Thanks to the kind folks at Kregel for this review copy!
The number of books concerning Paul are seemingly without end. So, when a book of this sort is published, we may ask, “Do we really need another one?” I, for one, am typically glad that numerous books on a particular subject are published because no one person can say all that needs to be said.
Harvey’s book is a helpful volume that combines the task of digging into the world of the text and making the text understandable to us, the text of an alien culture. It’s divided into eight sections:
- The Genre of Paul’s Letters
- The Historical Background of Paul’s Letters
- The Theology of Paul’s Letters
- Preparing to Interpret Paul’s Letters
- Interpreting Passages in Paul’s Letters
- Communicating Passages in Paul’s Letters
- From Text to Sermon: Two Examples
- Selected Resources
In general, the book is well done and very informative. The first chapter discusses a number of issues concerning the genre of Paul’s letters, a helpful chapter that helps orient the reader to ancient letter writing and why it matters to interpretation. The second chapter on Paul’s historical background is not exactly light reading. Harvey meanders through the historical data in an effort to reconstruct a timeline on which to place Paul’s life and mission. This is a task that has occupied the pursuits of biblical scholars for centuries and Harvey ably navigates the difficult terrain. While some will doubtlessly disagree with some of his conclusions, but he is to be commended for the attention to detail he has given.
The chapter on Paul’s theology is more thematic than anything. Harvey makes no attempt to construct the theology of Paul (or even a theology), but rather a method, which he proposes to be antithetical in nature, particularly as it is conveyed through the Adam-Christ paradigm. He then spends a few pages discussing various themes that show up throughout the Pauline corpus. This is a helpful section in that it is concise enough to whet the appetite and (presumably!) prompt further study, yet does not pretend to answer all the questions that arise in such a study.
Chapter four primarily concerns textual issues–text criticism, grammar and syntax, and translation(s). Essentially, this chapter follows the dictum that before we can exegete the text, we must establish the text. As some of you may/may not know, I am not a big fan of doing textual criticism, but I acknowledge its importance and am glad to see Harvey has given it a place of importance in the process of interpretation.
Chapter five delves into other necessary elements to exegesis: historical background, geography, and literary and theological analysis. Here Harvey shows the same skill as with the construction of a Pauline timeline–he ably guides the reader on a necessarily truncated survey of Paul’s world and the events that led to its shape.
The next two chapters put wheels on the work that the previous chapters have helped create.
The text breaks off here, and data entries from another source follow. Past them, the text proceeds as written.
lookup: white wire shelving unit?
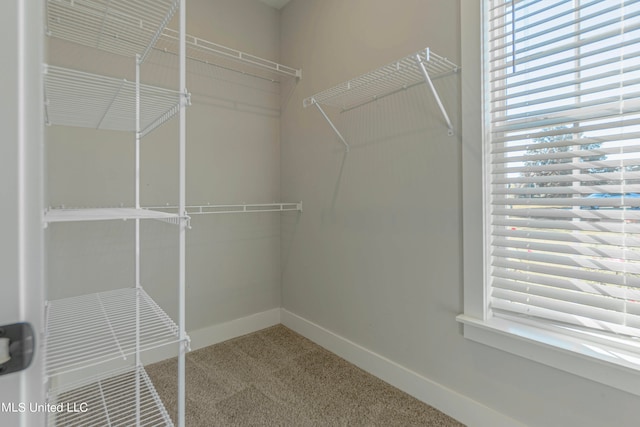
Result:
[46,0,180,62]
[145,202,302,217]
[45,288,180,376]
[303,48,460,151]
[43,0,190,426]
[47,366,173,427]
[44,65,182,137]
[156,28,302,81]
[44,207,189,225]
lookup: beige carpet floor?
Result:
[147,325,462,427]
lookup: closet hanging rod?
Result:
[302,48,460,151]
[144,202,302,216]
[156,28,302,79]
[46,0,179,61]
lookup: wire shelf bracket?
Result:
[302,48,460,151]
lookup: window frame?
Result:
[457,0,640,396]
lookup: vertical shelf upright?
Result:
[43,0,189,426]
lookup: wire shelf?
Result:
[147,202,302,216]
[44,65,181,136]
[47,0,179,61]
[45,288,180,376]
[156,28,302,81]
[47,366,173,427]
[303,48,459,110]
[44,208,188,225]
Harvey guides the reader through the process of crafting a sermon based on the hermeneutical process detailed in the preceding pages.
The final chapter is essentially an annotated bibliography, offering readers a snapshot of the numerous tools available for the work of interpretation.
In sum, Harvey has written a very helpful book that will be of benefit to all who read it, though it is aimed at interpreters who have had less formal training.